The next morning the light was off. It did intermittently for awhile, but the engine light didn't come on again until a few weeks later. I brought it in to the mechanic, they hooked it up to the machine and then cleared the codes and could not get the car to produce an error again. They did an upper engine clean because one of the codes read for the fuel injector. The car ran a little better, it stopped surging while I was driving but still surged upon first start up.
Then the car began lurching sporadically as I drove. It seemed to happen at all different speeds. The car became progressively worse and then about two weeks ago when I was stopping at a light the car almost stalled and it was jerking slightly as I slowed, the revved back to normal and instead of surging higher like before it was going lower like it was going to stall and then go back to normal and just keep going up and down, then once I took off it was fine.
It didn't do that again for a week or so, then began to do it again more and more. Not every time I stopped but almost. The mechanic took it a couple of weeks ago and drove it for three hours and said he could feel nothing wrong. His advice was drive it until it dies then we should be able to find the problem.

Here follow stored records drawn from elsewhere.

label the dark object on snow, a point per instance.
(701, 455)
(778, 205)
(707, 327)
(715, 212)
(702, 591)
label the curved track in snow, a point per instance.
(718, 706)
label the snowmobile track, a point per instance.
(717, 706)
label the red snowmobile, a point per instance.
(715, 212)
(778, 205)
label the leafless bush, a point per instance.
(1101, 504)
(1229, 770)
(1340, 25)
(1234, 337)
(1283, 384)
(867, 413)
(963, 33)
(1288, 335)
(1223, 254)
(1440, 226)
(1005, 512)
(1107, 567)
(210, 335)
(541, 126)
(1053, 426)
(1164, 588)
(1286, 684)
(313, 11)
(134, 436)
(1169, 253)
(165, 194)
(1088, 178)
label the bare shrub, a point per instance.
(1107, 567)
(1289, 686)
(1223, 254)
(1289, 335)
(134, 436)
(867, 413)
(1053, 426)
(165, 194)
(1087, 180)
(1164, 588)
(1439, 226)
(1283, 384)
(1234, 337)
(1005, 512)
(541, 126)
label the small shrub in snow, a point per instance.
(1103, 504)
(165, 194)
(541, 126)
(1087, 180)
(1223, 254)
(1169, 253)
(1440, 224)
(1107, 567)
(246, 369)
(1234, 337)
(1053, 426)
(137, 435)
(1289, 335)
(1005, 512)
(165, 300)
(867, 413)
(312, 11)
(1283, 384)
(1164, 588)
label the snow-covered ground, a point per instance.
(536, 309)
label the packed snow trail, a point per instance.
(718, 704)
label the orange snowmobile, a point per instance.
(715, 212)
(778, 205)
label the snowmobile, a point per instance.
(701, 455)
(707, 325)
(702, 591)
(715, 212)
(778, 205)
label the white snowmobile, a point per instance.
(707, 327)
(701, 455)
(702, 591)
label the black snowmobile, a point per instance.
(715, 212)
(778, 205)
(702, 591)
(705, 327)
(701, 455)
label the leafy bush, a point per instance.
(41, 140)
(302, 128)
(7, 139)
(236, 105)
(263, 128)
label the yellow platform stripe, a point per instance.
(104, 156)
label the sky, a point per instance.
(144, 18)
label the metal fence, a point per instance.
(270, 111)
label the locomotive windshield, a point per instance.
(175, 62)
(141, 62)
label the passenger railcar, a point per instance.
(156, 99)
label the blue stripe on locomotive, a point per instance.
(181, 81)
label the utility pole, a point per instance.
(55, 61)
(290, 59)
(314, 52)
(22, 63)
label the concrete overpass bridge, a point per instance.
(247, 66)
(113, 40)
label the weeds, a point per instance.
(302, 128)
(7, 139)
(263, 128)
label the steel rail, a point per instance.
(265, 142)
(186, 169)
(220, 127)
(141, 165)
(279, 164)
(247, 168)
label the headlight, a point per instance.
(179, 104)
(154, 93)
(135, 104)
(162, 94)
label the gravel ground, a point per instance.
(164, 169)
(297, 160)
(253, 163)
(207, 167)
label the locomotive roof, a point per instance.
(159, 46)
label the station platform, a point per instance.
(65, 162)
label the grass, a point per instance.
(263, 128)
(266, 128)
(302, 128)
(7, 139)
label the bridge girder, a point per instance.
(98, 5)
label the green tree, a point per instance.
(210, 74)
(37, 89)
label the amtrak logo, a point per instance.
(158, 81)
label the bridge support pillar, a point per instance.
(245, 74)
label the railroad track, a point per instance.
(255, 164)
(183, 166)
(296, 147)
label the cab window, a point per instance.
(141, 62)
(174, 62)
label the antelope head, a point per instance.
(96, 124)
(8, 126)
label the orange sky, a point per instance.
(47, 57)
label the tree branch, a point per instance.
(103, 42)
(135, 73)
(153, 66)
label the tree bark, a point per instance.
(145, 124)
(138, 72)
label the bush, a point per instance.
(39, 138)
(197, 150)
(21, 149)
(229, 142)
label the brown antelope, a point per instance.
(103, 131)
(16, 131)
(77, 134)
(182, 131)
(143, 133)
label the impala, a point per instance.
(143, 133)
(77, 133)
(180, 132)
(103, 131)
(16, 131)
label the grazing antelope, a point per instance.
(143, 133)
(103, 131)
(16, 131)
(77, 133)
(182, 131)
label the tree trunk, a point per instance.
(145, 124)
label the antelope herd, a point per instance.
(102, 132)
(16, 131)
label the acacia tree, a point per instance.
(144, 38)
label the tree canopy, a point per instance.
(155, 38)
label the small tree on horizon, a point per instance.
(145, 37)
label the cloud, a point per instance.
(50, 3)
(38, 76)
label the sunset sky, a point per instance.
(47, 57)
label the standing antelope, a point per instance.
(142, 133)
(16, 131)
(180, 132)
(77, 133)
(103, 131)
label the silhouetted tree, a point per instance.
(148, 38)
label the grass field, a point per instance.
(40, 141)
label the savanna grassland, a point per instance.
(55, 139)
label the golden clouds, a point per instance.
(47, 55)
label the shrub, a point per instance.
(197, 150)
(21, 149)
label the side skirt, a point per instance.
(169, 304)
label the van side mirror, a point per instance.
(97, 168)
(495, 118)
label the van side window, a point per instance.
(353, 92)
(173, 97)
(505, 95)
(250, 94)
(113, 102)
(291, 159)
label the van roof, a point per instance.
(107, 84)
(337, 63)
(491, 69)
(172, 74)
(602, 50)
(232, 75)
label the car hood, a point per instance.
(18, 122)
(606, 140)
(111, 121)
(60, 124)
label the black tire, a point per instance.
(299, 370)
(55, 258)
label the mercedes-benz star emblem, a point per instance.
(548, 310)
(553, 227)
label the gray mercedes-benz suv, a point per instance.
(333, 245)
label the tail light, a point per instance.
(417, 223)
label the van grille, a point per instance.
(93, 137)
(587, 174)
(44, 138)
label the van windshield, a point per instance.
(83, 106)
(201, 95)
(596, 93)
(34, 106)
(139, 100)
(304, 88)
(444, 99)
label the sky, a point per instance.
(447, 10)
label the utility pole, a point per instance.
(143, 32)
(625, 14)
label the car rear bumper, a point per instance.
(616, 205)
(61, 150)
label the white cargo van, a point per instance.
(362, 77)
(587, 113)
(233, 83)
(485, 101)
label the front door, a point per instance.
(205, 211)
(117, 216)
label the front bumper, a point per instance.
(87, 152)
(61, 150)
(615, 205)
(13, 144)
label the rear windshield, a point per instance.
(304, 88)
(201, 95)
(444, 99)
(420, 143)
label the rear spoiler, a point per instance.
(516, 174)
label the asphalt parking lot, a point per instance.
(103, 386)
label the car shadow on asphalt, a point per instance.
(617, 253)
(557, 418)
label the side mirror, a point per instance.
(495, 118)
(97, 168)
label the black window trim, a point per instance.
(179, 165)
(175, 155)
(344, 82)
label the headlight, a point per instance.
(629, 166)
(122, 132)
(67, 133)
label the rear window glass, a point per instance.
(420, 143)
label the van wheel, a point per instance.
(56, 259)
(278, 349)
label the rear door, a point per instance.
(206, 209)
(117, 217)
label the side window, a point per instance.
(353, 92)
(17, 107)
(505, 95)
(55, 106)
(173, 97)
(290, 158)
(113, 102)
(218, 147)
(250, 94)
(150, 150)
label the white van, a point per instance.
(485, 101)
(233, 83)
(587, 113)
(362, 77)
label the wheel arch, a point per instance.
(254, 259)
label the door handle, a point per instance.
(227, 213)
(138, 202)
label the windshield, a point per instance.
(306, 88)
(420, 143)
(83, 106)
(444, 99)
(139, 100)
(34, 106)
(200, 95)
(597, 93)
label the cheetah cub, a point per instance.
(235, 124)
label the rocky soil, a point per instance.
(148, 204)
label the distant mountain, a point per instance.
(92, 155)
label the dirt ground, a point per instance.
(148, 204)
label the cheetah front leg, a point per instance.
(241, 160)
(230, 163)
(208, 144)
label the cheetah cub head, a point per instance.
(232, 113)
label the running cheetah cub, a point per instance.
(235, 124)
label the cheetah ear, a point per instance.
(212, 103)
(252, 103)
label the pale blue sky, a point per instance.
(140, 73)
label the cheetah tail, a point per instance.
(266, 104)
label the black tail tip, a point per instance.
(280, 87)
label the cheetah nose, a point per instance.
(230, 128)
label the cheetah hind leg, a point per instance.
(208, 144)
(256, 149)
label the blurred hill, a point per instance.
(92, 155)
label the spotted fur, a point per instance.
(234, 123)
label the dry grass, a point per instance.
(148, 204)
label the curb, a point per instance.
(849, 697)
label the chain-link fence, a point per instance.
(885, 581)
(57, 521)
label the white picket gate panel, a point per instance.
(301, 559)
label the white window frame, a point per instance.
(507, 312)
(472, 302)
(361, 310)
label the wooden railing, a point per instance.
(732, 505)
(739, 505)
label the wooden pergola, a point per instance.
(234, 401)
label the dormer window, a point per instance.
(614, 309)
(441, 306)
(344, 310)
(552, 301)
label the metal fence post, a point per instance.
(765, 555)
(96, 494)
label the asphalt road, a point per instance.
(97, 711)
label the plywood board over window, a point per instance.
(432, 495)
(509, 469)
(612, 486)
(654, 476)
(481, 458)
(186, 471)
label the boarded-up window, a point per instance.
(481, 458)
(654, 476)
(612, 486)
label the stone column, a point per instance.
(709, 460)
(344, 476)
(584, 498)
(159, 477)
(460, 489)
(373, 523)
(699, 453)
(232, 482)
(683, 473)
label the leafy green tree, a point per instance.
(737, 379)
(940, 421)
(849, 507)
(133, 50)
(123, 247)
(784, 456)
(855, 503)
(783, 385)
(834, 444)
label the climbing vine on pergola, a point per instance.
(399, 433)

Needing a second opinion I brought it to the dealership. The mechanic there drove with me to see the problem and thankfully the car did everything wrong while he was there. They hooked it up and got out a bunch of codes for all kinds of different part of the car, but when the checked the sensors they were fine. They are leaning toward it being the PCM. Sorry this is so long! Can you help?
Thank you,
JoleneA. You are a smart lady Jolene. You went for the second opinion and are asking a lot of good questions. It will be hard for a dishonest mechanic to cheat you.
I think the Dodge Dealer is on the right track here. When you get all kinds of crazy codes it usually indicates a bad PCM or bad grounds. And I will assume they check all the ground connections before condemning the PCM.